The Splendid and the Vile

by Erik Larson


Genre
History, Nonfiction, Biography
Year
2020
Pages
625
Contents

Chapter 33: Berlin

Overview

In Berlin, Joseph Goebbels responds to the air war not with new military tactics but with a plan to intensify psychological warfare against Britain. He orders broadcasts designed to magnify civilian fear, prepare rebuttals to British atrocity claims, and portray current raids as only a prelude to greater destruction. The chapter shows how Nazi leaders sought to turn bombing into a tool of terror even while Hitler still withheld permission to strike London directly.

Summary

On a Saturday morning in Berlin, Joseph Goebbels uses a regular propaganda meeting to decide how Germany can exploit what he believes is growing fear among British civilians. Goebbels argues that the next step is not only military pressure but psychological pressure, and he tells his officials to intensify panic in Britain as much as possible.

To do this, Goebbels orders Germany’s secret transmitters and foreign-language broadcasts to keep describing the supposedly terrible effects of German air raids. He specifically wants witness accounts that sound immediate and horrifying, so listeners will believe destruction is spreading. He also instructs broadcasters to warn that fog and mist will not protect Britain, claiming that bad weather may make bombing even more dangerous because bombs might fall off target.

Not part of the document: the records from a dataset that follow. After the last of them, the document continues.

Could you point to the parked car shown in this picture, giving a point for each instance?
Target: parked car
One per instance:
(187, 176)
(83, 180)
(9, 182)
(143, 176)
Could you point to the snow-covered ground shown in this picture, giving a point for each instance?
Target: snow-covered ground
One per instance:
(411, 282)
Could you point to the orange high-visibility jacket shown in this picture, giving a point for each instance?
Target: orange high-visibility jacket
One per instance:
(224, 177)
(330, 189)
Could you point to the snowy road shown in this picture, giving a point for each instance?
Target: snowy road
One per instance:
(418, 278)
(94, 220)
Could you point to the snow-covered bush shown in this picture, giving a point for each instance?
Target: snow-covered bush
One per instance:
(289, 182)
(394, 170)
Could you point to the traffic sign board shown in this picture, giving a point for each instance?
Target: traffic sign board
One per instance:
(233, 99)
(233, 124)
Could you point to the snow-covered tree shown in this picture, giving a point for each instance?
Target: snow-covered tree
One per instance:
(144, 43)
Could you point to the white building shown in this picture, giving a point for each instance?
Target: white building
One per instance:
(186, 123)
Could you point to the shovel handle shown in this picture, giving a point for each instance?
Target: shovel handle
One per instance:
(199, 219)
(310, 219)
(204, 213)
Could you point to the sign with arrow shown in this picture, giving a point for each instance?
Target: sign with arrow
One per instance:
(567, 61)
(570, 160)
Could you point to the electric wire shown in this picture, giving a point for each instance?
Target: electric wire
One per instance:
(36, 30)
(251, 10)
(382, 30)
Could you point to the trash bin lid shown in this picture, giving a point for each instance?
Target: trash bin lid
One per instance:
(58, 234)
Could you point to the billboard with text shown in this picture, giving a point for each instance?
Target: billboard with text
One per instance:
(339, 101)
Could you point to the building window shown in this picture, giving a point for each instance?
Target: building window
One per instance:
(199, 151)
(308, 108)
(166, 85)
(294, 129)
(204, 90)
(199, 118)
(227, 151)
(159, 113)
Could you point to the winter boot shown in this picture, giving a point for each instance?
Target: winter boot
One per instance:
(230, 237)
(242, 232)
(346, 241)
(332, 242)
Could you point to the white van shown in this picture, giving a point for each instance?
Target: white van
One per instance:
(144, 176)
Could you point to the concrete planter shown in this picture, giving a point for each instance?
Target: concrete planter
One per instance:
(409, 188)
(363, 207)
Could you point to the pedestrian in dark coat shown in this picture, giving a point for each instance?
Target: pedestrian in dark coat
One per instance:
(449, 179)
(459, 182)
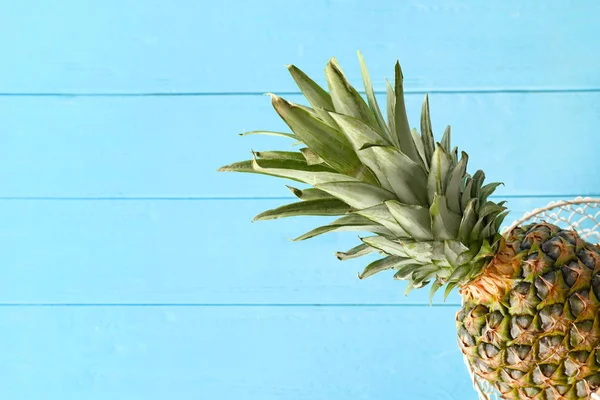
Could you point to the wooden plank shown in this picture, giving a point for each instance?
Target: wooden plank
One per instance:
(231, 46)
(180, 252)
(282, 353)
(542, 144)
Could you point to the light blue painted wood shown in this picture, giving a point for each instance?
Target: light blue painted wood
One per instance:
(234, 46)
(165, 147)
(250, 353)
(205, 304)
(201, 252)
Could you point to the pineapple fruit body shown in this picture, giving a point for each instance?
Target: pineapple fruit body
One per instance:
(529, 323)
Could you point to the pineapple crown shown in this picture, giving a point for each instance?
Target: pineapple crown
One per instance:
(430, 219)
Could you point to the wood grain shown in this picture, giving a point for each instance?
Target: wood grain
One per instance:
(222, 353)
(180, 252)
(154, 46)
(537, 144)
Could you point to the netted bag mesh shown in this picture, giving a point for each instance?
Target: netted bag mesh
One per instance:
(580, 214)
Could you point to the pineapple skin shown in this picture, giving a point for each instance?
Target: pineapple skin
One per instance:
(529, 322)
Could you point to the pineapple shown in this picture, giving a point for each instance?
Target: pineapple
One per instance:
(529, 323)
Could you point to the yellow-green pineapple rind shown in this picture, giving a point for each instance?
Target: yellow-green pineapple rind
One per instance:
(531, 326)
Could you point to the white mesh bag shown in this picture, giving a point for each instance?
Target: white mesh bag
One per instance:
(580, 214)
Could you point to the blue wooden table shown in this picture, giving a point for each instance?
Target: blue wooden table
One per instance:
(130, 269)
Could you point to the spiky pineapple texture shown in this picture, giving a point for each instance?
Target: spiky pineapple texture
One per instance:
(430, 219)
(530, 322)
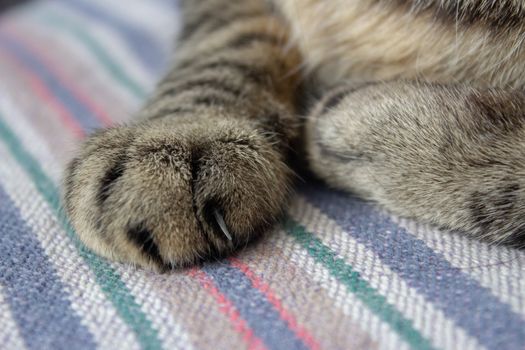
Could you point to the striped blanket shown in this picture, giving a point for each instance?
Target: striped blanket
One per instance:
(337, 274)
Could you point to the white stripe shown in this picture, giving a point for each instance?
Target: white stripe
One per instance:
(344, 301)
(427, 319)
(170, 330)
(39, 27)
(9, 334)
(160, 313)
(34, 144)
(163, 28)
(108, 38)
(87, 300)
(498, 268)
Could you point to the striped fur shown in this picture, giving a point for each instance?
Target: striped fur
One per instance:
(340, 274)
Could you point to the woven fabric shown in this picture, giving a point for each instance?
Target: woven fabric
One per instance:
(337, 274)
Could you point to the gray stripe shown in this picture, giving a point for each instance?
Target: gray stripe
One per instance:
(35, 295)
(461, 298)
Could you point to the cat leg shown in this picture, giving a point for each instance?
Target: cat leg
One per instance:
(453, 156)
(203, 168)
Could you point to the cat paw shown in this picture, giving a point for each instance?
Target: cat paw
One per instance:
(164, 194)
(450, 155)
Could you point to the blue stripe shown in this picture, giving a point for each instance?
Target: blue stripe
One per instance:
(79, 111)
(36, 296)
(461, 298)
(253, 307)
(144, 46)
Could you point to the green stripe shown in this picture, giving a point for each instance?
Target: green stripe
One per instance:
(108, 279)
(351, 279)
(61, 23)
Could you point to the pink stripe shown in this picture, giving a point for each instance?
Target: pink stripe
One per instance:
(40, 89)
(301, 332)
(97, 111)
(227, 308)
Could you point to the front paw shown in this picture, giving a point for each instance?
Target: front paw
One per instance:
(165, 194)
(444, 154)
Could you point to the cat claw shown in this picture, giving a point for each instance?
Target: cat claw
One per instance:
(222, 224)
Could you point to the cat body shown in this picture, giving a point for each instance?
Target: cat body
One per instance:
(423, 112)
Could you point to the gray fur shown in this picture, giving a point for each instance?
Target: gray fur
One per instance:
(434, 132)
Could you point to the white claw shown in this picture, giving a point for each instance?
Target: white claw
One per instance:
(222, 224)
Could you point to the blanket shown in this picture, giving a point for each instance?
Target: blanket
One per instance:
(337, 273)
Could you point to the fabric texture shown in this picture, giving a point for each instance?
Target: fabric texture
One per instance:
(337, 274)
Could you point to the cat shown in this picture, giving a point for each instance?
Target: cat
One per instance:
(422, 111)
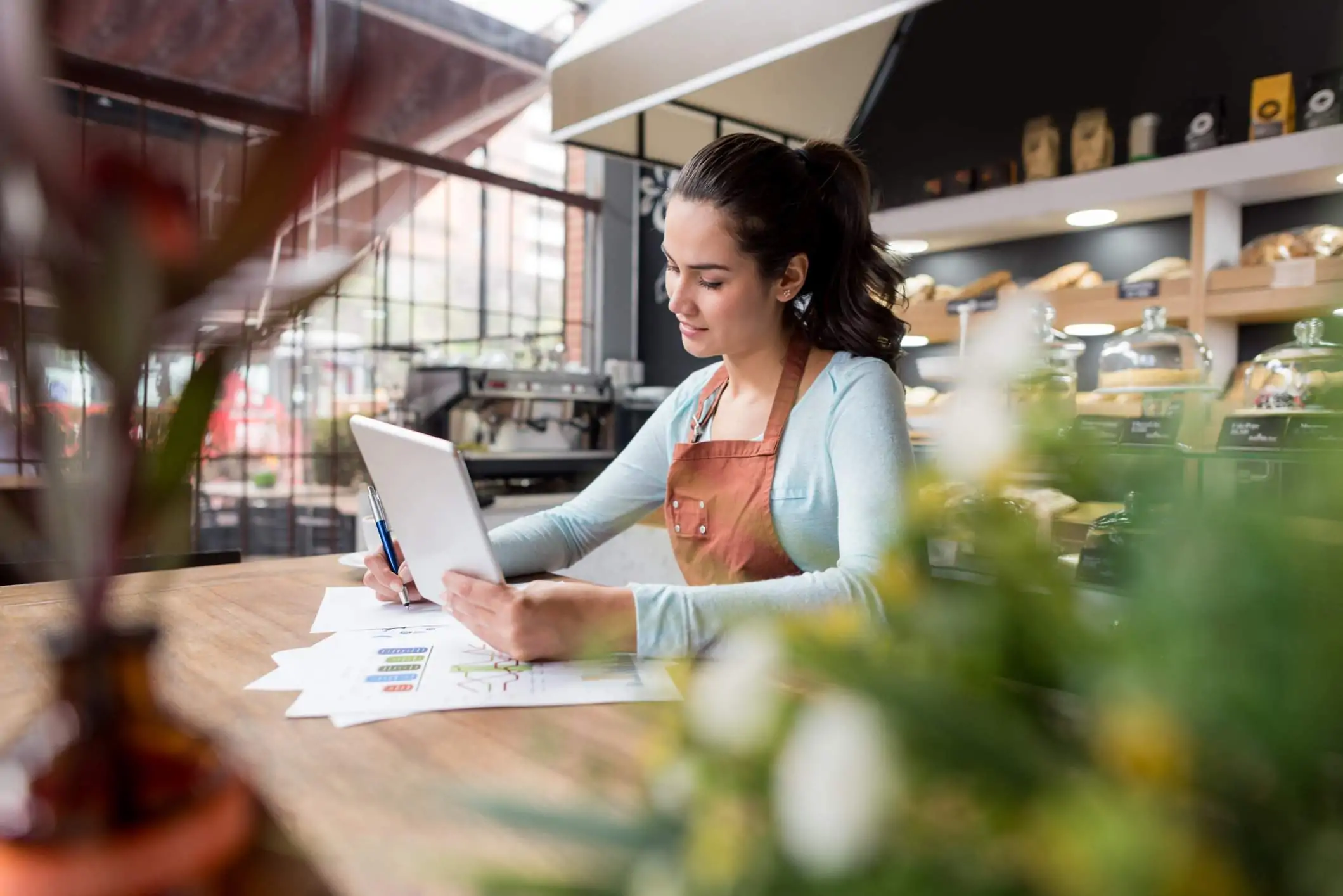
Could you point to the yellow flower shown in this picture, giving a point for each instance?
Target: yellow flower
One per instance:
(896, 582)
(1142, 743)
(720, 842)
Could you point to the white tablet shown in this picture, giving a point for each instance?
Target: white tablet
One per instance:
(430, 504)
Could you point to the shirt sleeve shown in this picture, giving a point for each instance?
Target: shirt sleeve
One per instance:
(868, 446)
(624, 494)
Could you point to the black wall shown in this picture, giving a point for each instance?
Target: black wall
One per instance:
(973, 72)
(665, 361)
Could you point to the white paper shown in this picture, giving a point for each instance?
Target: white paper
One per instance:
(1294, 272)
(359, 609)
(422, 669)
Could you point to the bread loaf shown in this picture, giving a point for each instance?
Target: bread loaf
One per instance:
(985, 285)
(1171, 267)
(1060, 277)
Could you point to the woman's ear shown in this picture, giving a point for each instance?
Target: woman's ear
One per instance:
(794, 276)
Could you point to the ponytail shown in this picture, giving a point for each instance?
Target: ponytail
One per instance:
(811, 200)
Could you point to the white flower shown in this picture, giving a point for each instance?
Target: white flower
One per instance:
(734, 701)
(672, 789)
(978, 434)
(833, 786)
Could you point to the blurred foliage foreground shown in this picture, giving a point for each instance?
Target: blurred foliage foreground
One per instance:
(1013, 733)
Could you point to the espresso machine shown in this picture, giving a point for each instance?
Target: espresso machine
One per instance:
(518, 430)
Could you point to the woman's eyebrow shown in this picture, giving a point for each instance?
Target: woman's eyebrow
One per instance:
(702, 266)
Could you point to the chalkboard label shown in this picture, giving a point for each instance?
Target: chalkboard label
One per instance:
(975, 305)
(1100, 430)
(1141, 289)
(1152, 430)
(1315, 433)
(1254, 433)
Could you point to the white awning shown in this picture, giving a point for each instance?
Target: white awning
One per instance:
(657, 80)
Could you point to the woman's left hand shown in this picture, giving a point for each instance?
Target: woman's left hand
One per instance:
(544, 620)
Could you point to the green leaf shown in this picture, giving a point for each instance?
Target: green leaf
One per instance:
(165, 469)
(581, 825)
(290, 165)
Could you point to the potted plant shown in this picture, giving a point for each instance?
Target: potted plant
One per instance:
(117, 796)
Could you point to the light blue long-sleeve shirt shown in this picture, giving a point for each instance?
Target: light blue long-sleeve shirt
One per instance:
(836, 501)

Goebbels then prepares for the propaganda battle over civilian casualties. Expecting Britain to publicize the deaths of vulnerable civilians in order to stir international outrage, he tells his press officials to answer quickly with photographs of children killed in the May 10, 1940, Freiburg raid. The chapter notes the hidden irony that the Freiburg attack had actually been a German mistake, not an enemy atrocity.

Even as he sharpens this campaign, Goebbels acknowledges a strategic limit: Hitler still refuses to permit attacks on London itself. Because of that restriction, Goebbels frames the current bombing as only a warning, insisting that Germans must keep telling Britain that worse is still to come. The chapter shows Germany trying to weaponize fear before escalating its air war further.

Who Appears

  • Joseph Goebbels
    Nazi propaganda minister who orders a campaign to heighten British panic and counter atrocity claims.
  • Adolf Hitler
    German leader who still refuses to authorize direct bombing of London.
  • German press chiefs
    Propaganda officials tasked with spreading fear and rebutting British reports of civilian casualties.